Limited scope of draft policy on rare diseases disappoints advocacy groups
The government, by applying international standards, estimates that about six to eight per cent of country’s population is affected by a rare disease.
Patients and advocacy groups are disappointed by the limited scope of Union health ministry’s draft National Policy for Rare Diseases 2020 that it put out in public domain on Monday, just a day before a Delhi court is scheduled to hear the plea of affected patients.
The patient groups active in seeking treatment support for those affected, such as Organisation for Rare Disease India and Lysosomal Storage Disorders Support Society, say that even after being in works for three years the policy has no concrete development that can be beneficial for patients.
“It doesn’t mention any financial aid (as mentioned in the previous policy of 100 cr corpus fund), it doesn’t mention about way forward for the 200 patients who have already applied under Rashtriya Arogya Nidhi as a part of the earlier policy,” said the groups in a joint statement.
The draft policy proposes to bear one-time cost of upto ₹15 lakh for rare disease treatment to a select group of patients under the Rashtriya Arogya Nidhi.
There is no universally accepted definition of rare disease; however, the World Health Organisation defines rare disease as an often debilitating life-long disease or disorder with a prevalence of one for less per 1,000 population. Different countries have their own definitions to suit their specific requirements, and according to the Indian Council of Medical Research (ICMR), it is one in 2,500 people or less.
Since India doesn’t know the exact disease burden, it is estimated by the government applying international standards that about six to eight per cent of country’s population (72-96 million) is affected by a rare disease.
Acknowledging that due to heavy treatment cost of rare diseases (at times going up to a few crores annually for life) the government through this draft policy proposes to facilitate voluntary donations by creating a dedicated digital platform.
“...It appears that entire policy is drafted to justify that the government cannot provide treatment due to high cost as it is a resource constraint country. It admits there is lack of awareness among primary care physicians, lack of adequate screening and diagnostic facilities in India... It’s totally an eyewash and of no use to Spinal Muscular Atrophy community where medicines are astronomically priced and we are losing children every month... there is lack of intent to provide life saving drugs to patients,” says Archana panda, cure SMA foundation of India.
Advocacy groups point out lack of emphasis on research and development for drugs and treatment of rare diseases in the policy.
“Policy has adopted a very narrow scope limited to diseases listed in three categories, essentially purging diseases not listed for which no treatments currently exist.

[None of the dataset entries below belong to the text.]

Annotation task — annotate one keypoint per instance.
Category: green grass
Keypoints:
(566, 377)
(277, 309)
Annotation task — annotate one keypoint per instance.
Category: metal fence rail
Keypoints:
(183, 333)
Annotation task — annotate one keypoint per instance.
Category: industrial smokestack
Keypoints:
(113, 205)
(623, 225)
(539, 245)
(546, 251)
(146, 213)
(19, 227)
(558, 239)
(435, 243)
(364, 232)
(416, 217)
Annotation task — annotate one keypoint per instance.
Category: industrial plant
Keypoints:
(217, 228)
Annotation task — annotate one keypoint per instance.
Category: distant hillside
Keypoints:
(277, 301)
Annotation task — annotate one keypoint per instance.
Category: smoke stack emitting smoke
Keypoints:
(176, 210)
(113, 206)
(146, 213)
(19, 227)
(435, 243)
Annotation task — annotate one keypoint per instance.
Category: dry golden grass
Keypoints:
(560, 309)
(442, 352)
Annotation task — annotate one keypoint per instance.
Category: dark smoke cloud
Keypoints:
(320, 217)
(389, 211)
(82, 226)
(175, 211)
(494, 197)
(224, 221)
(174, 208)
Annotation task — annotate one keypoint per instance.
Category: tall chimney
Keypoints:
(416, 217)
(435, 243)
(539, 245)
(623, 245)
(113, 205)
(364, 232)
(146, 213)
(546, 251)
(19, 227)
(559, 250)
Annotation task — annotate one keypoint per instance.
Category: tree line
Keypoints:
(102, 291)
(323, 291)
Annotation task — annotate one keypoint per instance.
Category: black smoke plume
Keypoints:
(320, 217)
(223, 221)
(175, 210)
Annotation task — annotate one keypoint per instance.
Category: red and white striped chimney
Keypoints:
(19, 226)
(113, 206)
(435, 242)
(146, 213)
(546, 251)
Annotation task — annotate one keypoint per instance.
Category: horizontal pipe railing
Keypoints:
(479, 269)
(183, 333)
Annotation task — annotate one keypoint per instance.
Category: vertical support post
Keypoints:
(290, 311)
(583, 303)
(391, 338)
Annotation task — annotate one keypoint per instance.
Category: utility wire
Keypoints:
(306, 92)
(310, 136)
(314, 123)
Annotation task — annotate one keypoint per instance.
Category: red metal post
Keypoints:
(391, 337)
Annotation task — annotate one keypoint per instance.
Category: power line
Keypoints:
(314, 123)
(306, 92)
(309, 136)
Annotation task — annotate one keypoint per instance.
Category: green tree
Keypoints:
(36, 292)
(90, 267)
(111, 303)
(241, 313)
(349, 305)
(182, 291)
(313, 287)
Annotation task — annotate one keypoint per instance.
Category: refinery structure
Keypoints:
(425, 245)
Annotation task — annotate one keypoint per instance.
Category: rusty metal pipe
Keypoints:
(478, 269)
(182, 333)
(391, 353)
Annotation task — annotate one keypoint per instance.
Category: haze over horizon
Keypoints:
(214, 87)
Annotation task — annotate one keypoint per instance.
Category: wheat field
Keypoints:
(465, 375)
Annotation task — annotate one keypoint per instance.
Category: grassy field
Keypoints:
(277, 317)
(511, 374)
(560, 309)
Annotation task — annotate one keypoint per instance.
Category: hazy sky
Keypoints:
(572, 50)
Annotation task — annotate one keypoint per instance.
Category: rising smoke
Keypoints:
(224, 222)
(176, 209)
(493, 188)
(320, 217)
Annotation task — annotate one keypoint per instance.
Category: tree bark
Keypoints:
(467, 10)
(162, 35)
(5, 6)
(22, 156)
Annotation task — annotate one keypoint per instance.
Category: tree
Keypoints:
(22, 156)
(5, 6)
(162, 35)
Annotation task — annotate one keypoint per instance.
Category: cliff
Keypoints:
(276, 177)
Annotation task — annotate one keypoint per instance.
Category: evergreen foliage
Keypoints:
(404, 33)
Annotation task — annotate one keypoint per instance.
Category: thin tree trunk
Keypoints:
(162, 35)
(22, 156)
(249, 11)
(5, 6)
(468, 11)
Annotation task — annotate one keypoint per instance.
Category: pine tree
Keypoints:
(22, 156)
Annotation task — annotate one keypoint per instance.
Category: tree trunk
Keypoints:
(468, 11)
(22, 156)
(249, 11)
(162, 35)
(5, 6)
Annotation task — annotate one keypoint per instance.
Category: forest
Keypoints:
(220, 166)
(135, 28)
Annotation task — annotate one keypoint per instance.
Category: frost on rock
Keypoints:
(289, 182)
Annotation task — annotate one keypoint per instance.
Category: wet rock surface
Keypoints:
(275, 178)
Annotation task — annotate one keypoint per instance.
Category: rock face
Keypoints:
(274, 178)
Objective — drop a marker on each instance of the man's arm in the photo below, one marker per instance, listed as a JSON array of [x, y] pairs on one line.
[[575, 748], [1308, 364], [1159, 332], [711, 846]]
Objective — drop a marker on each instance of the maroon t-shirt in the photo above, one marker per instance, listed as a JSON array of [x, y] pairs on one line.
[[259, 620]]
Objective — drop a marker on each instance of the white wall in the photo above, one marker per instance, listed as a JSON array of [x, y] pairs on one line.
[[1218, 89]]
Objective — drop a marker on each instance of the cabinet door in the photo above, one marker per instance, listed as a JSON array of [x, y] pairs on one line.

The policy ought to have addressed need for R&D for these diseases,” says Malini Aisola, co-convenor of All India Drug Action Network.
“Instead of a sustainable model to finance treatment, the policy speaks of competing interests in allocating public health resources for “maximising the overall health outcomes for the whole all of society” as the primary justification for scrapping of the corpus that existed under the previously notified policy,” she added.